Conclusion and Next Steps
Decision: Proceed with Guardrails
Rationale: Sulfasalazine — the prodrug from which mesalazine is derived — is an established RA DMARD with decades of clinical use, providing strong historical and mechanistic grounding for this repurposing hypothesis. In vitro evidence confirms that mesalazine (5-ASA) directly modulates RA-relevant synovial tissue targets (cytokines, MMPs) via NF-κB and COX/LOX pathways. However, the critical limitation is that clinical comparative trials have consistently shown sulfapyridine — not 5-ASA — to be the dominant antirheumatic moiety in sulfasalazine, meaning mesalazine monotherapy in RA remains an untested hypothesis requiring purpose-designed clinical evidence.
To proceed, the following is needed:
- Obtain full mechanism of action (MOA) documentation from DrugBank API (data gap DG002)
- Obtain India/regional regulatory labeling (package insert) for complete warnings and contraindications (data gap DG001)

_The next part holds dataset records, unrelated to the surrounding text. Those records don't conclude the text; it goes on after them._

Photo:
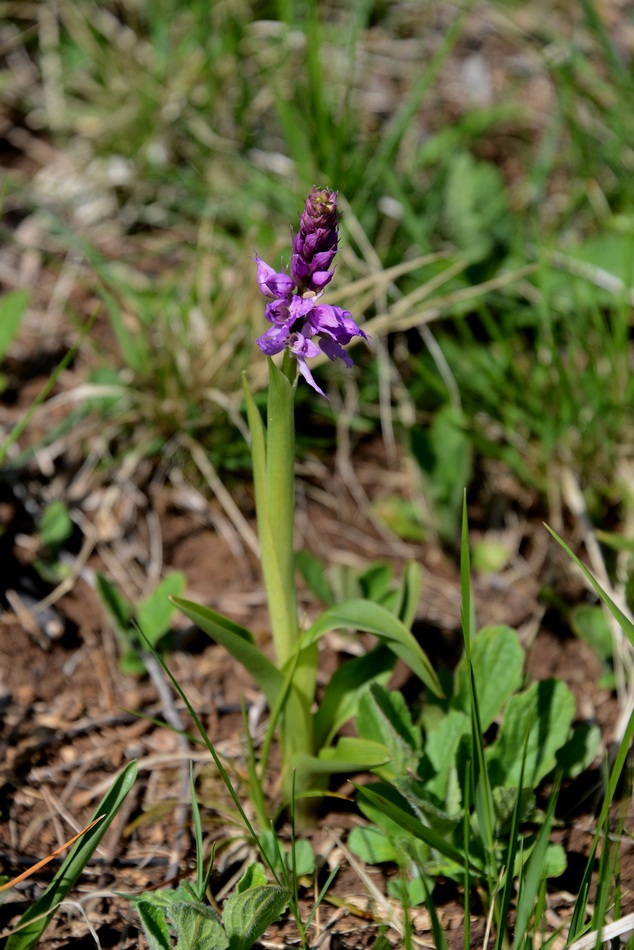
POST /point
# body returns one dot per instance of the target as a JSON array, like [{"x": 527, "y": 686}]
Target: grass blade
[{"x": 44, "y": 908}]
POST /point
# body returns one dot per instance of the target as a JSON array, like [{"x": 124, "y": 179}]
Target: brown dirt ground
[
  {"x": 66, "y": 729},
  {"x": 67, "y": 713}
]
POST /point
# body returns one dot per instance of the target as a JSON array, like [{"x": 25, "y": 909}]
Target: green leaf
[
  {"x": 441, "y": 745},
  {"x": 409, "y": 593},
  {"x": 254, "y": 876},
  {"x": 346, "y": 686},
  {"x": 414, "y": 826},
  {"x": 349, "y": 755},
  {"x": 552, "y": 707},
  {"x": 624, "y": 622},
  {"x": 534, "y": 874},
  {"x": 154, "y": 615},
  {"x": 384, "y": 718},
  {"x": 154, "y": 925},
  {"x": 12, "y": 308},
  {"x": 247, "y": 915},
  {"x": 300, "y": 859},
  {"x": 497, "y": 659},
  {"x": 580, "y": 750},
  {"x": 81, "y": 852},
  {"x": 361, "y": 615},
  {"x": 239, "y": 642},
  {"x": 197, "y": 925}
]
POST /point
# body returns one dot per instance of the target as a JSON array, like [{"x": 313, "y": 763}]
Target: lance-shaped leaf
[
  {"x": 361, "y": 615},
  {"x": 239, "y": 642}
]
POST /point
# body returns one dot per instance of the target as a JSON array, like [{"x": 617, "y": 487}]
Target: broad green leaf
[
  {"x": 197, "y": 926},
  {"x": 154, "y": 926},
  {"x": 580, "y": 750},
  {"x": 383, "y": 717},
  {"x": 347, "y": 684},
  {"x": 533, "y": 875},
  {"x": 361, "y": 615},
  {"x": 549, "y": 707},
  {"x": 12, "y": 308},
  {"x": 254, "y": 876},
  {"x": 497, "y": 659},
  {"x": 239, "y": 642},
  {"x": 155, "y": 613},
  {"x": 432, "y": 813},
  {"x": 247, "y": 915},
  {"x": 44, "y": 907},
  {"x": 441, "y": 744},
  {"x": 349, "y": 755},
  {"x": 414, "y": 826}
]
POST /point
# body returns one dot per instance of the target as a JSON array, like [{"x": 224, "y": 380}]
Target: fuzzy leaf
[
  {"x": 361, "y": 615},
  {"x": 346, "y": 686},
  {"x": 197, "y": 926},
  {"x": 384, "y": 717},
  {"x": 498, "y": 659},
  {"x": 549, "y": 707},
  {"x": 239, "y": 642},
  {"x": 349, "y": 755},
  {"x": 155, "y": 613},
  {"x": 247, "y": 915}
]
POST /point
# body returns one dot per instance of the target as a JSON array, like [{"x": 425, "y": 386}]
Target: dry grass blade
[{"x": 54, "y": 854}]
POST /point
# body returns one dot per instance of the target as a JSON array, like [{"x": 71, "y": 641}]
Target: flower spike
[{"x": 300, "y": 323}]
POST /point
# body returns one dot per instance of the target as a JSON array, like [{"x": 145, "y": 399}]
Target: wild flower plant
[{"x": 301, "y": 327}]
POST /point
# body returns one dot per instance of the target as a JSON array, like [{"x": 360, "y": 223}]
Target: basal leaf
[
  {"x": 247, "y": 915},
  {"x": 361, "y": 615},
  {"x": 414, "y": 826},
  {"x": 441, "y": 745},
  {"x": 155, "y": 613},
  {"x": 373, "y": 846},
  {"x": 154, "y": 926},
  {"x": 384, "y": 717},
  {"x": 349, "y": 755},
  {"x": 549, "y": 707},
  {"x": 498, "y": 660},
  {"x": 197, "y": 926},
  {"x": 239, "y": 642},
  {"x": 346, "y": 686}
]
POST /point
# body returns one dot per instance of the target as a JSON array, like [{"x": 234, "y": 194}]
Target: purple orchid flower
[{"x": 300, "y": 323}]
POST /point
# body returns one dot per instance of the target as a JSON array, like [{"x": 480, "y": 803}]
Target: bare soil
[{"x": 68, "y": 716}]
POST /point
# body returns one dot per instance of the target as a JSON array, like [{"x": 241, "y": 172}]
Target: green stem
[{"x": 276, "y": 528}]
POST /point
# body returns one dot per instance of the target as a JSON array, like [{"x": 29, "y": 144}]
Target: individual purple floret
[{"x": 298, "y": 318}]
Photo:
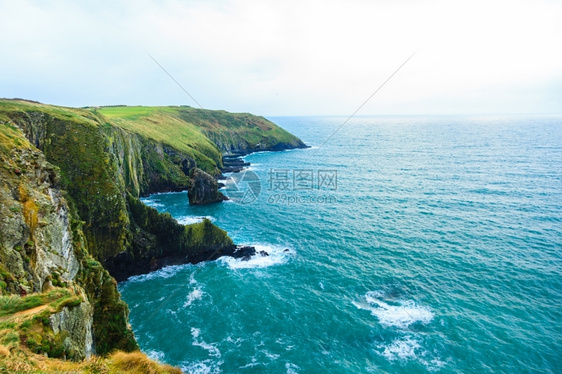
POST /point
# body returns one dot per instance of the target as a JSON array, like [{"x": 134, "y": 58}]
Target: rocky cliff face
[
  {"x": 42, "y": 246},
  {"x": 205, "y": 189},
  {"x": 70, "y": 182}
]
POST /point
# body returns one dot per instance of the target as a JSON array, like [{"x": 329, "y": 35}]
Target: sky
[{"x": 290, "y": 57}]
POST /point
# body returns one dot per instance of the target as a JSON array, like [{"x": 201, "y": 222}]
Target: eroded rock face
[
  {"x": 205, "y": 189},
  {"x": 36, "y": 240},
  {"x": 76, "y": 322},
  {"x": 42, "y": 245}
]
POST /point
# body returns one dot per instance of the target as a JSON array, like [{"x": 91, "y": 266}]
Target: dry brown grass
[
  {"x": 137, "y": 362},
  {"x": 4, "y": 351}
]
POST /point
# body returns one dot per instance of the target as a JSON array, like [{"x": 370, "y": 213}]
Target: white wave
[
  {"x": 277, "y": 256},
  {"x": 202, "y": 367},
  {"x": 189, "y": 220},
  {"x": 209, "y": 347},
  {"x": 196, "y": 294},
  {"x": 164, "y": 273},
  {"x": 153, "y": 203},
  {"x": 155, "y": 355},
  {"x": 394, "y": 313},
  {"x": 291, "y": 368}
]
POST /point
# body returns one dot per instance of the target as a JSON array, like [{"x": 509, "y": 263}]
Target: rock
[{"x": 204, "y": 189}]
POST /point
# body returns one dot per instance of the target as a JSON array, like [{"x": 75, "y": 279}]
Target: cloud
[{"x": 291, "y": 57}]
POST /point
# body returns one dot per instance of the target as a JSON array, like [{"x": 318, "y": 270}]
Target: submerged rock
[{"x": 205, "y": 189}]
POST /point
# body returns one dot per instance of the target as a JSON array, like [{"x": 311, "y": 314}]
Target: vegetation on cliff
[{"x": 72, "y": 221}]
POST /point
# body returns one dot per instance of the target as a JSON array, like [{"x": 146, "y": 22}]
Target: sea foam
[
  {"x": 189, "y": 220},
  {"x": 397, "y": 313},
  {"x": 277, "y": 256}
]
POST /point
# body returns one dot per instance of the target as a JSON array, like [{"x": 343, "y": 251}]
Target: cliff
[{"x": 72, "y": 220}]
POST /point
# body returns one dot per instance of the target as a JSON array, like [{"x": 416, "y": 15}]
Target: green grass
[
  {"x": 164, "y": 125},
  {"x": 58, "y": 298}
]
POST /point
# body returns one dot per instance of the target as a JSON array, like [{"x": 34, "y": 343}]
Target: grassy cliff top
[{"x": 192, "y": 131}]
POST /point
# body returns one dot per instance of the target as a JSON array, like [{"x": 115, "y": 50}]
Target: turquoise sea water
[{"x": 437, "y": 249}]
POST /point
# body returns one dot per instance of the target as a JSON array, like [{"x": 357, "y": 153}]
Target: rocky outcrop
[
  {"x": 42, "y": 245},
  {"x": 163, "y": 242},
  {"x": 205, "y": 189},
  {"x": 70, "y": 182},
  {"x": 77, "y": 324}
]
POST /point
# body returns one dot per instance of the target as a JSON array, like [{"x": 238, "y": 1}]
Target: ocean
[{"x": 401, "y": 245}]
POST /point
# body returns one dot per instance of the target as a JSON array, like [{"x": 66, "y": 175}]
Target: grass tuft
[{"x": 137, "y": 362}]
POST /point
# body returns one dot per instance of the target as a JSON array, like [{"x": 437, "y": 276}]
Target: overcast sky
[{"x": 290, "y": 57}]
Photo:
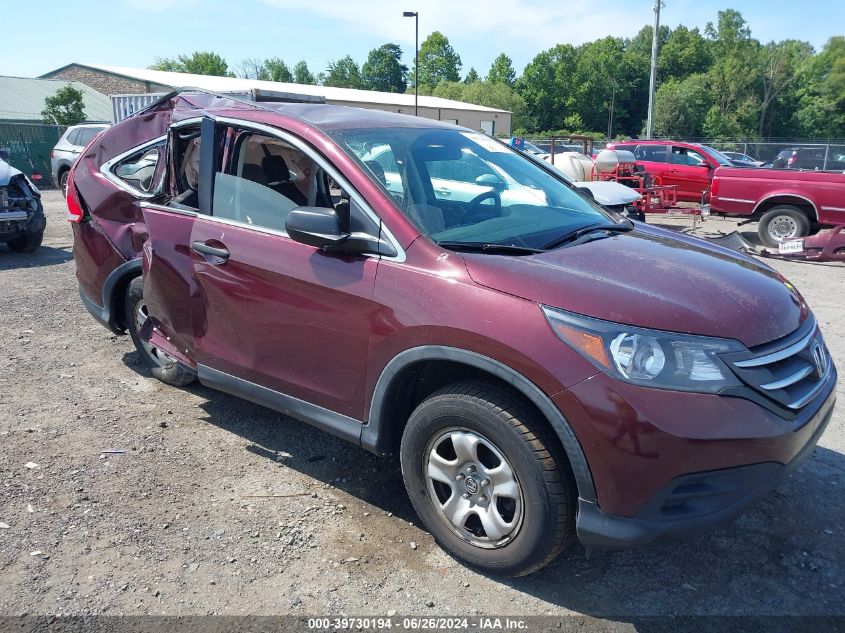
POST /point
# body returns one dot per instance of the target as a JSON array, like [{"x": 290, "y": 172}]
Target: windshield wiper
[
  {"x": 622, "y": 227},
  {"x": 484, "y": 247}
]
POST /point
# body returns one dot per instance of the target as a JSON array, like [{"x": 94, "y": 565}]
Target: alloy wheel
[{"x": 473, "y": 487}]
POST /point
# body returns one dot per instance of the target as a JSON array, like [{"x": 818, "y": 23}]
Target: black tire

- Design a dedicated Phase 2 pilot trial of oral mesalazine monotherapy in early or mild-to-moderate RA, with PK/PD endpoints establishing achievable systemic 5-ASA concentrations
- Conduct pharmacokinetic modeling to determine whether oral mesalazine can achieve synovial tissue concentrations sufficient for the anti-inflammatory effects demonstrated in vitro
- Assess TPMT genotype and azathioprine co-medication status in any RA patient population enrolled, given the DDI signal
- Monitor for the paradoxical risk of mesalazine-induced colitis, as documented in the 2025 case report (PMID 41443863) in RA patients
- Explore whether a systemic (non-enteric-coated) formulation would improve bioavailability and mechanistic reach beyond the colonic mucosa
Disclaimer
This content is for research purposes only and does not constitute medical advice. Clinical validation is required before any clinical application.